Senin 11 Nov 2019 18:32 WIB

Menziarahi Keteladanan KH Mas Abdurrahman Banten

Ajakan menziarahi keteladanan KH Abdurrahman dapat memberi kesejukan

Lambang Mathla'ul Anwar (ilustrasi).
Foto: Antara
Lambang Mathla'ul Anwar (ilustrasi).

Kaum elit di pucuk pimpinan Pengurus Besar Mathl’aul (PBMA) di bulan November tahun 2019 ini memancarkan wajah dan senyum yang tampak sumringah setelah kaum Pemerintah Kabupaten Pandeglang, memberikan rekomendasi dan dukungan untuk bersama-sama mengawal KH. Mas Aburrahman agar bisa ditetapkan sebagai “Pahlawan Nasional” (Senin, 4/11).

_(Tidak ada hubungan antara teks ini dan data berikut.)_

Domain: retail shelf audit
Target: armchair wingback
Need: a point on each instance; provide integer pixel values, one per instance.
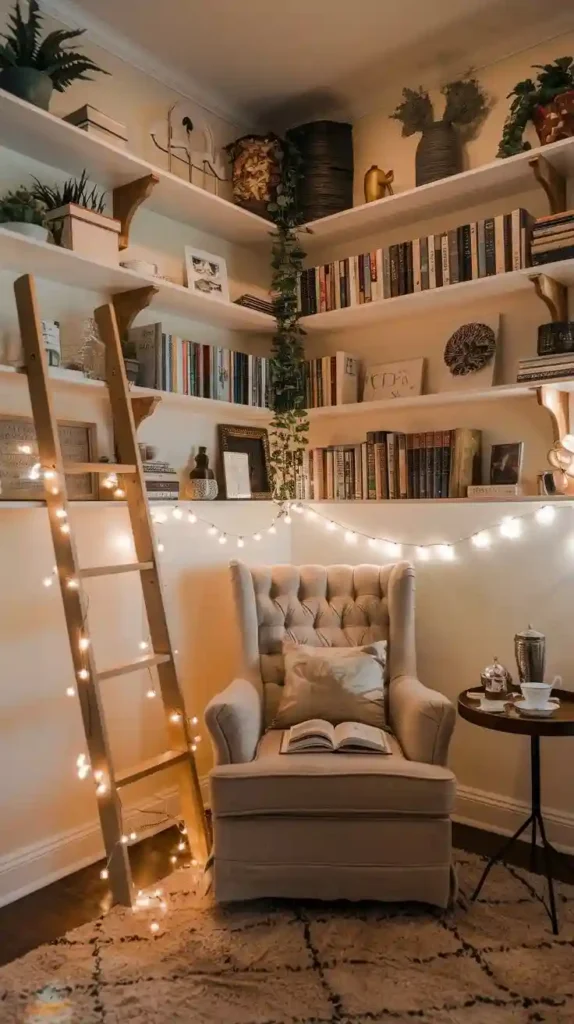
(328, 825)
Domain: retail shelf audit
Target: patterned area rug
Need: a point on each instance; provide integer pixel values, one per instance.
(272, 963)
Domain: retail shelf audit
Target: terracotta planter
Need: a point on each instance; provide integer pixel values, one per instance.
(556, 121)
(88, 233)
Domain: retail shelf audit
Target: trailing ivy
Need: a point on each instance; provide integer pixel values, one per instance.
(290, 426)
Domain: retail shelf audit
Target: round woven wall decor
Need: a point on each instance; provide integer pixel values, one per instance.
(470, 348)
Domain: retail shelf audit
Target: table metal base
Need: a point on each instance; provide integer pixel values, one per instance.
(535, 819)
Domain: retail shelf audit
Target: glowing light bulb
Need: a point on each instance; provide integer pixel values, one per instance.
(511, 527)
(545, 515)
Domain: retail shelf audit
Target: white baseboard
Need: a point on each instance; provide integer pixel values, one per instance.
(37, 865)
(503, 815)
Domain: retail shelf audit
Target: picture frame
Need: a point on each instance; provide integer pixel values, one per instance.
(235, 471)
(253, 441)
(505, 463)
(401, 379)
(79, 443)
(206, 273)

Ikhtiar kaum elit PBMA dalam memperjuangkan KH. Mas Abdurrahman yang lahir sekitar 1882-1943 di daerah Janaka, Jiput Kabupaten Pandeglang, Banten diajukan sebagai “Pahlawan Nasional” merupakan langkah yang tepat dan pantas diapresiasi oleh berbagai pihak agar nilai keteladanan dan kesalehan KH. Mas Abdurrahman dapat terus dihidupkan di kamus ingatan publik, sehingga keteladanannya dapat terus menginspirasi generasi bangsa. 

Nilai kontributif KH. Mas Abdurrahman secara de facto jika dilihat dari peranannya dalam memperjuangkan kemerdekaan dan membangun bangsa Indonesia, hingga saat ini melalui organisasi Mathla’ul Anwar (tempat terbitnya cahaya) yang berdiri atas ide ampuhnya pada 10 Juli 1916 di Menes, dijadikan sebagai media perjuangan untuk membangun ummat, bangsa dan negara Indonesia melalui jalur pendidikan, dakwah dan sosial hingga kini telah memberikan keberkahan di seluruh Indonesia hingga manca negara yang tak ternilai.    

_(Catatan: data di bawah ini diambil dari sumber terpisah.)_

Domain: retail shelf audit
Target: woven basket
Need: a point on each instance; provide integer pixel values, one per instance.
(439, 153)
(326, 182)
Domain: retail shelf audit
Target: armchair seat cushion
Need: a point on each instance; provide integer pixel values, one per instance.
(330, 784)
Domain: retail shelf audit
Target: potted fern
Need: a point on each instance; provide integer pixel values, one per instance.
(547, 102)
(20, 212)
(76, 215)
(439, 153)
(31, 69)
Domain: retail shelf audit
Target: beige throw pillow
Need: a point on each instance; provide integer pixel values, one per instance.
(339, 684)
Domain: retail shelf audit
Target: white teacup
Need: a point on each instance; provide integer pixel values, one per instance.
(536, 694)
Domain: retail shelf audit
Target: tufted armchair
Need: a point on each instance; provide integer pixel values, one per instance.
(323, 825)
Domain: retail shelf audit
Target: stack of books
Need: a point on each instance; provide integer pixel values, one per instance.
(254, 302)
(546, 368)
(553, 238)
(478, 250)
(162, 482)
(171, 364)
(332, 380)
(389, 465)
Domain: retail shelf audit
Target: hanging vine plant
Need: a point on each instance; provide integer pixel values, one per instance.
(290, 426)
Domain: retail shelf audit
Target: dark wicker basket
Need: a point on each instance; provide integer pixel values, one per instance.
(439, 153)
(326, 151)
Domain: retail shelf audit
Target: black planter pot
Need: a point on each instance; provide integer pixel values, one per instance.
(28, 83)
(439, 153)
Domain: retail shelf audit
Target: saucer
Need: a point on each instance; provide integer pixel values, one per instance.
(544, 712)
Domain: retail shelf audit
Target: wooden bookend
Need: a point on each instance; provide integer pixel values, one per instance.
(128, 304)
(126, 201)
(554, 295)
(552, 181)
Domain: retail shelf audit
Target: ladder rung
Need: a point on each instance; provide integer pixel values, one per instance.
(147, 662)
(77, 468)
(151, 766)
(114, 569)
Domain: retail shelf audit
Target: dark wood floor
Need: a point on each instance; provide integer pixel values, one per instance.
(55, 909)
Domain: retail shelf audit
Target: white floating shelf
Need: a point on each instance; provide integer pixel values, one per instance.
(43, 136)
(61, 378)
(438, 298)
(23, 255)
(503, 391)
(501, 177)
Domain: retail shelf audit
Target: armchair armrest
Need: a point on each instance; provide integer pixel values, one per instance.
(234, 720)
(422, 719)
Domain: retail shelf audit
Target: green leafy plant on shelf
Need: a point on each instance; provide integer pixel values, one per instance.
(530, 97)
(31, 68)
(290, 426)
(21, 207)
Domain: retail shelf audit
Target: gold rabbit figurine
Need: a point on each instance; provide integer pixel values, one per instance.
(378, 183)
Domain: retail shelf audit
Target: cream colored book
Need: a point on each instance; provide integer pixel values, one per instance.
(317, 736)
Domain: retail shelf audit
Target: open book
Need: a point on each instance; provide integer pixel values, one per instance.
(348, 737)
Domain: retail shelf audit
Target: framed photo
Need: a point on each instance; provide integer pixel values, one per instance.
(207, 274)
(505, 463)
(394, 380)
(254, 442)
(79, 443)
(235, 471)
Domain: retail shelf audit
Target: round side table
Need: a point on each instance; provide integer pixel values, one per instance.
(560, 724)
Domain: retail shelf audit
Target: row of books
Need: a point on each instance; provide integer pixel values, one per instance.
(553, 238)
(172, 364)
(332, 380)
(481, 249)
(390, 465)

Tetapi nilai kontributif KH. Mas Abdurrahman secara de jure oleh negara Indonesia belum bisa dijadikan indikator sebagai syarat untuk ditetapkan sebagai “Pahlawan Nasional” karena secara administratif ada beberapa tahapan yang harus dilewati berjenjang dan selektif seperti ada rekomendasi dari pemerintah tingkat kabupaten, provinsi hingga nasional dan persyaratan lainnya.

Gelar pahlawan nasional diberikan kepada warga negara, menurut Undang-Undang Republik Indonesia Nomor 20 tahun 2009 tentang gelar, tanda jasa, dan tanda kehormatan, gelar akan diberikan kepada warga negara Indonesia yang semasa hidupnya memiliki peran kontributif memperjuangkan kemerdekaan Indonesia dan menghasilkan prestasi, karya yang luar biasa bagi pembangunan dan kemajuan bangsa dan negara Republik Indonesia.

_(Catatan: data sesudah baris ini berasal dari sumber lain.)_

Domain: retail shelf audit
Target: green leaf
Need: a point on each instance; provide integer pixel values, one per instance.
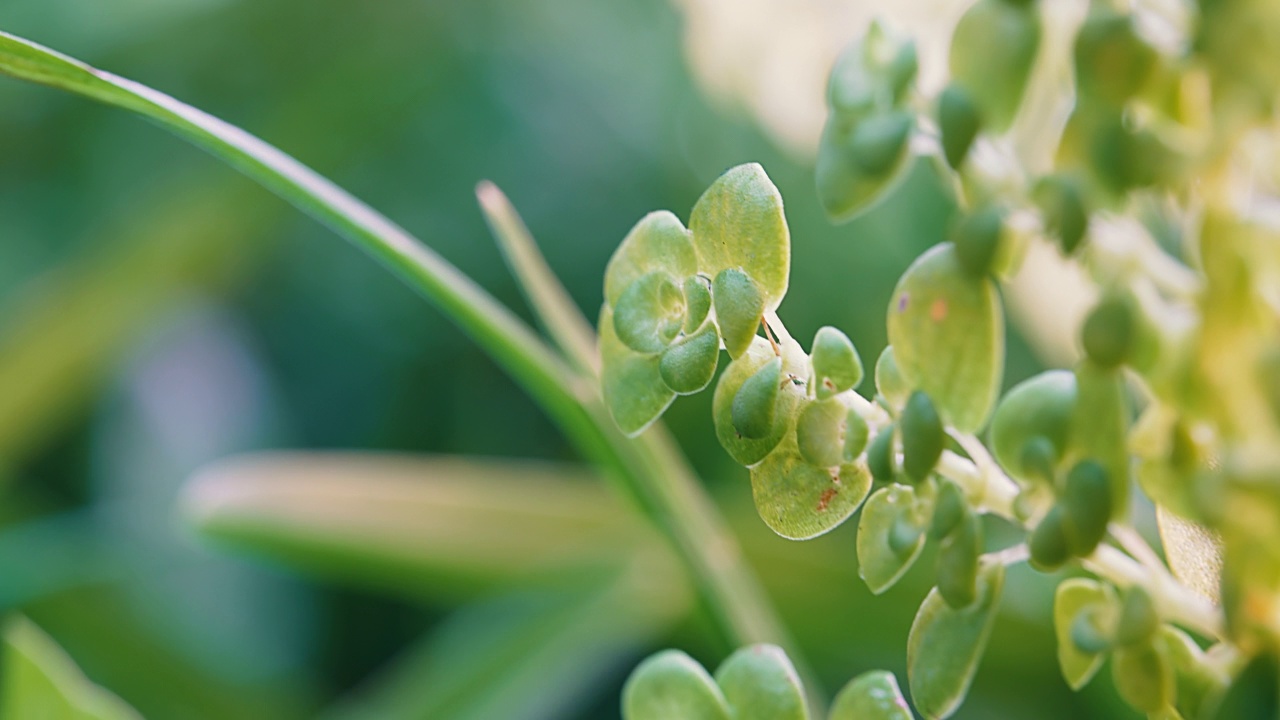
(748, 451)
(871, 696)
(821, 429)
(836, 365)
(946, 645)
(923, 437)
(801, 501)
(548, 297)
(992, 54)
(689, 365)
(739, 224)
(739, 309)
(671, 686)
(658, 242)
(947, 333)
(39, 680)
(1100, 428)
(649, 313)
(1037, 408)
(958, 122)
(1072, 597)
(631, 382)
(878, 565)
(1143, 675)
(435, 529)
(760, 683)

Padahal jika di telusuri jejak prestasi dan peran kontributif KH. Mas Abdurrahman semasa hidupnya secara total didarmabaktikan untuk berjuang melawan penjajahan Kolonial Belanda, menentang pendudukan Jepang. Dan prestasi dan karya terbesar KH. Mas Abdurrahman terwujudnya organisasi Mathla’ul Anwar (MA) yang dijadikan  media perjuangan membangun kesejahteraan ummat Islam, bangsa dan negara Indonesia menjadi barometer peneguh kelayakan untuk ditetapkan dan diberikan gelar pahlawan nasional.

Hal itu sebagaimana disabdakan Soekarno pada 10 November 1951 dalam buku “Dari Pahlawan Revolusi Djadilah Pahlawan Pembangunan”, diterbitan Kementerian Penerangan Republik Indonesia, 1951. Menyatakan “Bangsa jang djiwanja bukan djiwa pahlawan, bangsa jang djiwanja berukuran ketjil, bangsa jang demikian itu tidak dapat mendjadi bangsa jang besar, meski barangkali djumlah rakjatnja adalah besar dan daerah kediamannja adalah luas.” 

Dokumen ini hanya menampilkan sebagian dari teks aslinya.